The center-leaning Democrat has earned a reputation for bucking party lines, especially on agricultural and environmental issues.
Heitkamp is not the first Democrat to be considered for a position in Trump’s cabinet, only to be removed from consideration. Hawaii Rep. Tulsi Gabbard met with Trump and his transition team in late November, and rumors swirled that she was being considered for top jobs at the State Department or Defense Department.
More recently, West Virginia Democratic Sen. Joe Manchin was rumored to be a cabinet contender, only to later announce that he will be staying in the Senate.
Senator Manchin and Heitkamp are Democratic senators from states with many rural, working class voters – the same voters that helped Donald Trump win the election.
Successful Democratic leaders in these states are crucial to the party's ability to move forward after the 2016 election, as The Christian Science Monitor reported earlier this month:
Democrats point to the fact that [Hillary] Clinton won the popular vote…. Still, many agree that Democrats need to focus on an economic message that appeals more broadly to voters who don’t feel the economy is working for them. And to deliver that message, Democrats need to show up in middle America, observers say. Clinton’s last visit to Wisconsin was in April, and Donald Trump’s visit to the Minneapolis-St. Paul airport on the weekend before the election was scoffed at.
“That great mass in the middle of the country really ought to be most responsive to the message of the Democratic Party,” said Rep. Adam Schiff (D) of California at a recent Monitor breakfast. “We’re going to have to win them back.”
But fellow Democratic leaders are not enthusiastic about members of their party being considered for positions in the president-elect’s cabinet.
“I certainly hope they stay with us,” Senate Majority Whip Dick Durbin told CNN earlier this week. “We need them.
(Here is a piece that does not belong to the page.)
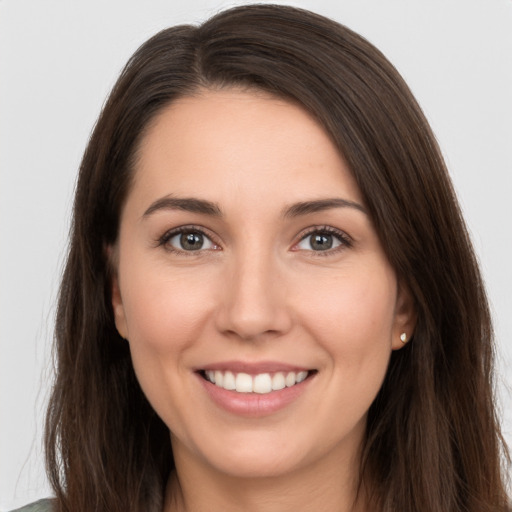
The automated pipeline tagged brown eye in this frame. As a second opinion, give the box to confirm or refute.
[167,231,215,252]
[297,231,344,252]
America needs them. Although they are qualified to be Cabinet officials, I would not recommend it to them.”
Sen. Ben Cardin of Maryland agreed.
“That would be very difficult for us,” Cardin told CNN of losing either Manchin or Heitkamp to Trump’s cabinet. “It’s a mixed message for us. Clearly they are great members but (losing them) would present additional challenges….”
One of these not-so-insignificant challenges is the slew of Democratic Senate seats up for election in 2018.
In two years, a number of Senate seats currently held by Democrats in states that turned red for president-elect Trump – such as Michigan, Florida, Wisconsin, Ohio, and Pennsylvania – will be up for election. And this fact is hardly an afterthought to Republicans, Senator Durbin told CNN.
Manchin and Heitkamp are Democratic senators in typically solidly-red states. Opening up Senate races in these states without their popular Democratic incumbents could result in two more Republican Senators in 2018.
“I think it’s a pretty shrewd move,” added Sen. Durbin. “I imagine Sen. McConnell has a hand in this strategy, which is to remove candidates who are odds-on favorites in red states…. part of the strategy is for the Republicans to pick up a few more seats in the Senate.”